He’s been called the Father of Freak Folk, the Avatar of Naturalismo (his own label for his music) and the leading light of a new Weird Americana. The labels make for good pull quotes, but his influences are more far reaching than they’d lead you to expect. Marc Bolan’s fairy tale rock rubs elbows with the Incredible String Band’s psychedelic folk epics, The Beatles dance the Samba with Gilberto Gil, and they all cram into a 13th Floor Elevator with Victor Jara.

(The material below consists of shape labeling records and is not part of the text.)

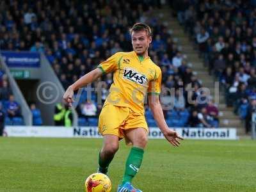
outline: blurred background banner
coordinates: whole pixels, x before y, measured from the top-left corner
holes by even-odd
[[[9,67],[40,67],[38,52],[1,51],[1,54]]]
[[[148,138],[163,139],[158,127],[150,127]],[[196,140],[236,140],[236,129],[177,128],[177,132],[184,138]],[[10,137],[49,138],[102,138],[97,127],[54,127],[54,126],[6,126],[5,133]]]

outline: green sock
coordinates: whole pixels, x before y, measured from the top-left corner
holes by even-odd
[[[130,154],[126,161],[122,185],[127,182],[131,182],[132,178],[138,173],[142,163],[143,154],[144,150],[143,148],[133,147],[131,149]]]
[[[112,161],[113,158],[114,158],[114,156],[111,157],[107,157],[105,158],[105,159],[103,159],[100,157],[100,151],[99,154],[99,172],[100,173],[104,174],[107,173],[108,166],[110,163]]]

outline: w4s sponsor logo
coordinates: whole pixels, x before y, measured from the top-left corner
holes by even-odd
[[[124,68],[123,78],[142,86],[146,85],[148,82],[148,79],[144,74],[140,74],[131,68]]]

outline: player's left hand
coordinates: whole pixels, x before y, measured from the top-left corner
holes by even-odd
[[[183,140],[183,138],[178,135],[178,133],[173,130],[168,129],[164,133],[165,138],[173,146],[179,147],[180,144],[180,140]]]

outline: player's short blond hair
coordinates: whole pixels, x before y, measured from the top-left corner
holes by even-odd
[[[148,36],[152,36],[152,31],[150,26],[142,22],[137,22],[134,24],[132,28],[130,29],[130,34],[131,35],[133,31],[145,31]]]

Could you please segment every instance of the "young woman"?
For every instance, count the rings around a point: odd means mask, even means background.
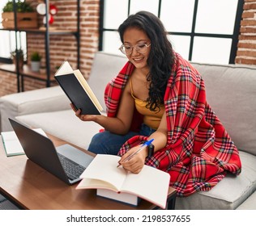
[[[169,173],[179,196],[210,190],[228,171],[239,174],[238,151],[207,103],[201,76],[173,51],[160,20],[140,11],[118,31],[128,62],[106,87],[108,115],[75,112],[105,128],[88,150],[119,154],[122,167],[135,174],[144,164]]]

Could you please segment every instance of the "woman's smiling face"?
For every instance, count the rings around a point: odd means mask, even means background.
[[[124,45],[130,46],[132,52],[130,55],[126,55],[127,58],[132,62],[137,69],[147,67],[147,58],[151,50],[151,46],[146,48],[144,53],[139,53],[135,49],[135,45],[150,44],[150,40],[147,34],[136,27],[129,27],[126,30],[123,35]]]

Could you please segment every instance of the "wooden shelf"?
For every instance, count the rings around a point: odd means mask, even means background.
[[[23,28],[23,29],[12,29],[12,28],[0,28],[1,31],[23,31],[28,33],[41,33],[45,34],[46,33],[46,28],[45,27],[40,27],[39,29],[36,28]],[[48,30],[48,32],[49,35],[72,35],[75,34],[77,31],[75,30],[63,30],[63,29],[58,29],[55,27],[49,27]]]
[[[0,64],[0,70],[10,72],[13,73],[16,73],[16,67],[15,65],[4,65]],[[40,72],[33,72],[31,70],[30,67],[27,65],[24,65],[23,67],[23,69],[19,71],[19,74],[24,77],[35,78],[41,81],[47,81],[47,74],[46,73],[41,73]],[[54,72],[51,73],[50,75],[50,82],[55,82],[54,77],[53,77]]]
[[[48,14],[49,5],[50,0],[45,0],[45,12],[46,15]],[[50,66],[50,52],[49,52],[49,36],[74,36],[76,40],[76,47],[77,47],[77,68],[79,69],[79,61],[80,61],[80,1],[76,0],[77,2],[77,27],[76,29],[67,30],[66,27],[63,26],[64,29],[62,27],[54,27],[49,26],[49,23],[46,23],[46,27],[42,27],[39,28],[19,28],[17,26],[15,28],[0,28],[0,31],[12,31],[15,33],[17,32],[27,32],[27,33],[33,33],[33,34],[42,34],[45,36],[45,66],[47,71],[44,73],[36,73],[32,72],[27,65],[25,65],[22,70],[19,70],[19,73],[15,69],[15,65],[7,65],[7,61],[6,64],[0,63],[0,70],[6,71],[12,73],[15,73],[18,78],[17,82],[17,90],[18,92],[23,91],[23,78],[24,77],[30,77],[32,79],[40,80],[42,82],[45,82],[45,86],[49,87],[52,84],[52,82],[55,82],[53,75],[55,73],[54,71],[52,71]],[[15,12],[16,13],[16,12]],[[15,25],[16,23],[15,23]],[[17,47],[17,34],[15,36],[15,45]],[[19,78],[20,78],[20,84],[19,84]]]

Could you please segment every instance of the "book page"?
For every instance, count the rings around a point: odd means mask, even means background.
[[[98,108],[99,111],[101,111],[103,110],[102,106],[100,105],[100,102],[98,101],[97,98],[94,94],[93,91],[92,90],[91,87],[89,86],[88,83],[86,82],[85,78],[83,77],[81,72],[77,69],[74,71],[74,73],[77,79],[79,81],[80,84],[83,86],[85,89],[85,91],[87,93],[88,96],[91,98],[92,101],[94,103],[94,104]]]
[[[68,61],[64,61],[60,66],[59,69],[56,72],[55,76],[63,75],[73,73],[73,69]]]
[[[86,178],[86,180],[83,179],[77,189],[106,188],[113,190],[115,188],[117,191],[119,190],[126,178],[126,171],[122,167],[117,168],[119,160],[118,156],[97,154],[81,174],[80,178]]]
[[[144,165],[138,174],[127,173],[122,191],[139,197],[164,208],[169,187],[170,175],[156,168]]]

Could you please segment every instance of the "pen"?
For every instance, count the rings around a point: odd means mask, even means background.
[[[143,150],[144,148],[147,147],[151,143],[152,143],[152,141],[154,140],[154,139],[151,139],[149,140],[147,140],[147,142],[145,142],[144,144],[143,144],[136,152],[133,153],[132,154],[130,154],[130,156],[128,156],[126,158],[125,158],[125,160],[123,161],[126,161],[130,160],[134,155],[138,154],[141,150]],[[119,167],[121,165],[121,164],[119,163],[117,167]]]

Banhart’s warm, distinctive tenor is achingly pure, a light feathery instrument that also wields unbelievable strength and passion. Every recording he’s created has taken us deeper into his eclectic vision and Smokey Rolls Down Thunder Canyon is another album full of surprising creative juxtapositions. Case in point “Seahorse” a tune that starts out sounding like Dave Brubeck circa 1961 before morphing into a crunching metallic cacophony that brings to mind Jim Morrison fronting Deep Purple. After Pete Newsom’s piano finishes its swinging “Take Five” influenced interlude, Banhart and Noah Georgeson drop a bit of mellow metal into the mix. The backing vocalists add Catholic Church harmonies just to keep things interesting while Banhart’s coons about rebirth and happiness.
“Tonada Yanomaminaria” brings to mind Jonathan Richman doing an impression of T. Rex while fronting the Animals. It references 30 years of blues-rock clichés and comes out smelling like a rose. They lyrics, as enigmatic as we’ve come to expect from Banhart speak of love, sex, death, rebirth, fear and salvation. “Bad Girl” is a song about love gone wrong, but there’s none of the rationalization you find in most pop songs. The song starts quiet and builds in passion. Georgeson’s George Harrison type slide guitar and Banhart’s wailing vocals make the song’s pain palpable. Some have described Banhart as overdramatic, but one seldom hears a singer conveying this kind of raw emotion and it’s thrilling.
Banhart’s international impulses inform several tunes. “Samba Vexillographica” which pays tribute to Banhart’s idol Caetano Veloso with its swaying carefree rhythm and psychedelic rock interlude; “Shabop Shalom” sounds like Chad and Jeremy at a do-wop seder asking “Who wrote the Dead Sea Scrolls,” while the funky Rock en Españole of “Carmencita” is a reverb-drenched delight with another infuriatingly catchy chorus.
Simply put, Smokey Rolls Down Thunder Canyon delivers 16 more tracks full of unexpected delights and head spinning happiness that constantly confounds your expectations.